Specific Aim 1 will test the hypothesis that prenatal morphine exposure increases acute stress-induced activation of the female HPA axis, possibly by reducing the sensitivity to negative feedback of adrenal steroids. RIA will be used to measure plasma ACTH and corticosterone (COR) levels before and several times after an acute stressor. Sensitivity of the brain to glucocorticoid negative feedback will also be evaluated. Binding assays will assess whether alteration in ACTH and COR release correlate with changes in glucocorticoid receptor (GR) binding in the hippocampus and hypothalamus. In situ hybridization experiments will assess the effects of prenatal morphine on GR mRNA in both the hippocampus and hypothalamus.
Specific Aim 2 will test the hypothesis that prenatal morphine exposure enhances the reward-potentiating properties of drugs in young adult animals, using electrical brain-stimulation reward in conjunction with acute systemic administration of cocaine or morphine. Additional experiments will investigate whether prenatal morphine exposure enhances cocaine self-administration, and whether stress-induced relapse to cocaine self-administration is potentiated in prenatally morphine-exposed animals.
Specific Aim 3 will test the hypothesis that prenatal morphine exposure alters NE release in brain structures involved in stress responses. In vivo brain microdialysis will assess basal and stress-induced NE release in the PVN and hippocampus.
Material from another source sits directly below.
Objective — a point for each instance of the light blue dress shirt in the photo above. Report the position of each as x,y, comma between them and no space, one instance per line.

Specific Aim 4 will test the hypothesis that prenatal exposure to morphine alters neuronal plasticity in the hippocampus of exposed animals. The hippocampus plays a role in negative feedback inhibition of the HPA axis, and hippocampal GRs regulate the magnitude of long-term potentiation (LTP) in the dentate gyrus (DG). Electrophysiological experiments will investigate the effects of prenatal morphine exposure on basal LTP and on mineralocorticoid receptor (MR) and GR modulation of LTP in the DG and CA1 regions of the hippocampus. We will also evaluate spatial learning and memory in an eight-arm radial maze, a hippocampal-dependent task. This research will provide valuable information regarding the mechanisms by which prenatal morphine exposure alters the sensitivity of the HPA axis, neural plasticity of the hippocampus and the propensity for drug abuse.